There will be no respite from rising prices in the immediate run, with PM's Economic Advisory Council on Wednesday suggesting that inflation may touch 13 per cent while the GDP growth rate is expected to slide to 7.7 per cent from 9 per cent recorded last year.
"For some more time inflation can increase. It could touch 13 per cent, but by December it will start declining and is likely to moderate to 8-9 per cent by March 2009," said outgoing chairman of the PMEAC C Rangarajan while releasing the Economic Outlook for 2008-09.
Approving the Reserve Bank of India's tight monetary policy to contain inflation, which has touched the 13-year-high mark of 12 per cent, Rangajaran said, "It (inflation) could be brought down to 8-9 per cent by March 2009 through coordinated policy action."
As regards the Reserve Bank of India's Monetary Policy, Rangarajan, who is also a former RBI Governor, said: "The tight monetary stance needs to be maintained till the pace of inflation comes down."
Justifying the 7.7 per cent economic growth projection for 2008-09, Rangarajan said, "There is a slowdown in agriculture, industry and services and the global environment is not very conducive to growth. This will affect Indian economy as well."
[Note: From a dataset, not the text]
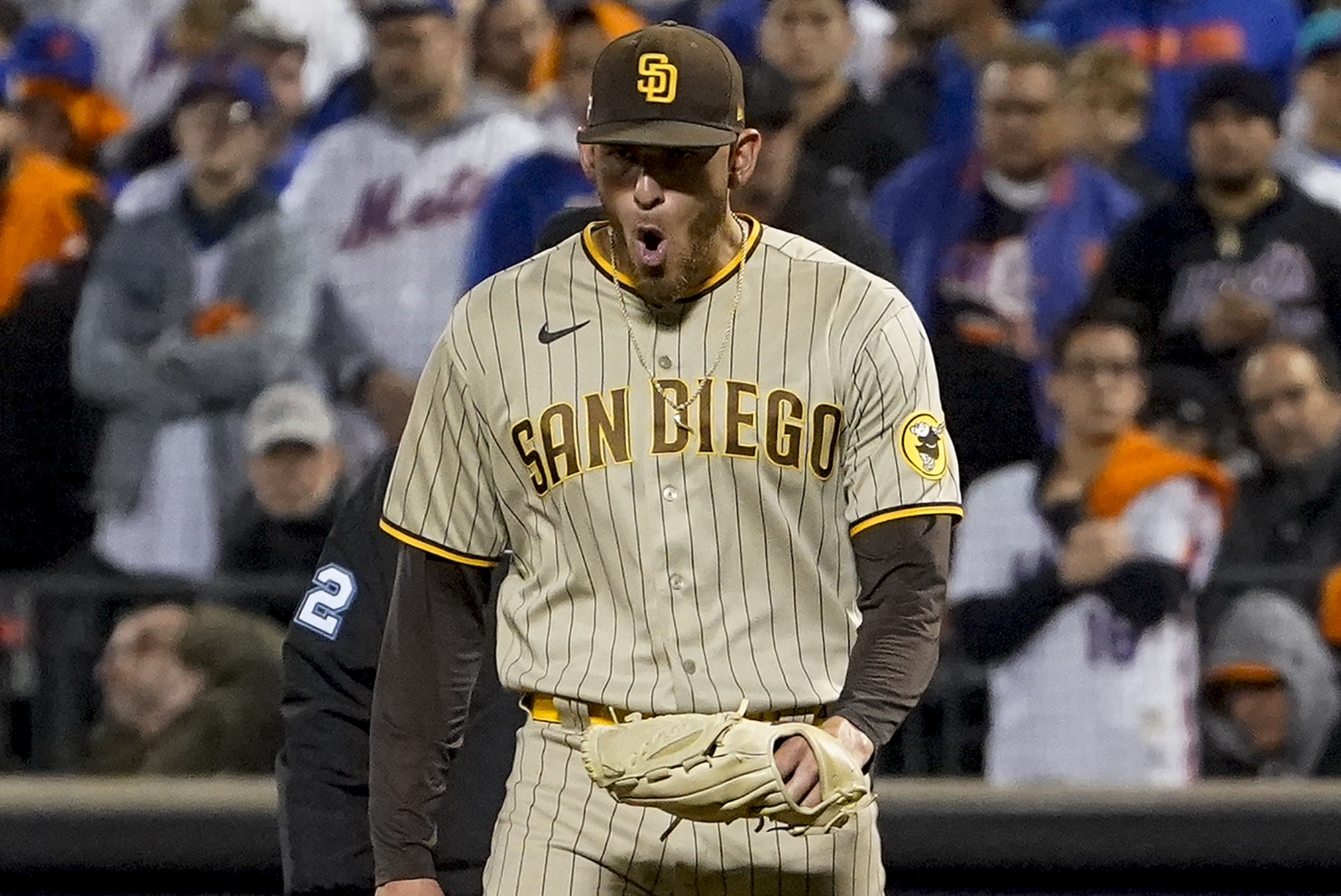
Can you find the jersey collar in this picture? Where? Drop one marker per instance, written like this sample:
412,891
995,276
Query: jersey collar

The agriculture production is likely to grow at a lower pace of 2 per cent in the current year as against the 4.5 per cent in last fiscal, he said adding industrial output is expected to decelerate to 7.5 per cent from 8.5 per cent and services to 9.6 per cent against 10.8 per cent in 2007-08.
The new chairman of the PMEAC, Suresh Tendulkar said 7.7 per cent economic growth rate will not be "unrespectable and would be second highest growth rate by any country."
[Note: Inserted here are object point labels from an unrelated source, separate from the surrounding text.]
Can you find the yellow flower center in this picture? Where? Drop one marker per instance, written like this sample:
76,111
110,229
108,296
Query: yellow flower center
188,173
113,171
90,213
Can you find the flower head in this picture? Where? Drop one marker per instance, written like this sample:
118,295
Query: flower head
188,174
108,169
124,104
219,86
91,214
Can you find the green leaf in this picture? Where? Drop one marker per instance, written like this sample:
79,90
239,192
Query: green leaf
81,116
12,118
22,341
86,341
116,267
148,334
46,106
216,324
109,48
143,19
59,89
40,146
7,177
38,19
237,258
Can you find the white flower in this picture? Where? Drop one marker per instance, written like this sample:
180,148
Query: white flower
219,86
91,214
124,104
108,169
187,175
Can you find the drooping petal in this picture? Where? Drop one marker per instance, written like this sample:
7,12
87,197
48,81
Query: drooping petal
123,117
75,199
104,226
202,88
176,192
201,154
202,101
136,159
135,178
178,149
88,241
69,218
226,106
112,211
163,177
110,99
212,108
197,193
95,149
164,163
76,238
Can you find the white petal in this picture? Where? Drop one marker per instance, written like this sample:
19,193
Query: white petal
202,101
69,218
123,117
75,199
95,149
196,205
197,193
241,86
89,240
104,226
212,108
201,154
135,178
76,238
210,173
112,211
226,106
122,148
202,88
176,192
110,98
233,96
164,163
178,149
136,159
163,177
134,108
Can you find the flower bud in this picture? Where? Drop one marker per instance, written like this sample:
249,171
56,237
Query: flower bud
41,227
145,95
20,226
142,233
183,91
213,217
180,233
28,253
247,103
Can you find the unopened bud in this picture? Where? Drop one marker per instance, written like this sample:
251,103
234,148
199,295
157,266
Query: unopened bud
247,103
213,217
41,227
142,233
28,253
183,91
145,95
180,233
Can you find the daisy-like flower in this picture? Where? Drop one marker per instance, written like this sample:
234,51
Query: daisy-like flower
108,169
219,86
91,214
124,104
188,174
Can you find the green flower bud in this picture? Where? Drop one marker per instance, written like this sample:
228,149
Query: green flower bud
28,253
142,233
Another PMEAC member G K Chadha said, 7.7 per cent growth rate would be "very respectable. . . one should not forget that there are business cycles and growth cannot move only in one direction."
Rangarajan attributed the slowing down of the economic growth to factors like rising oil and food prices in international market and global slowdown triggered by sub-prime crisis in the United States.
Adverse global environment, he added, will have implications for the current account deficit which is expected to rise sharply to 3.2 per cent from 1.5 per cent in 2007-08.
Pointing out that the surge in inflation was mostly on account of surging global commodity prices, the EAC said there were serious fiscal risks arising from growing off-budget liabilities, which had been estimated at 5 per cent of GDP.
"Implementation of the rural employment guarantee programme and Sixth Pay Commission's report, we think, will take total deficit to 5 per cent. This is very large fiscal deficit", Rangarajan said.
The PMEAC further said that while the fiscal deficit targets would not be met, the revenue deficit would persist.
The government has already referred the issues concerning accounting of off-budget subsidies to the 13th Finance Commission, he said adding "as long as they are small there is no problem. . . but today off-budget liabilities because of oil bonds and other factors have become significant."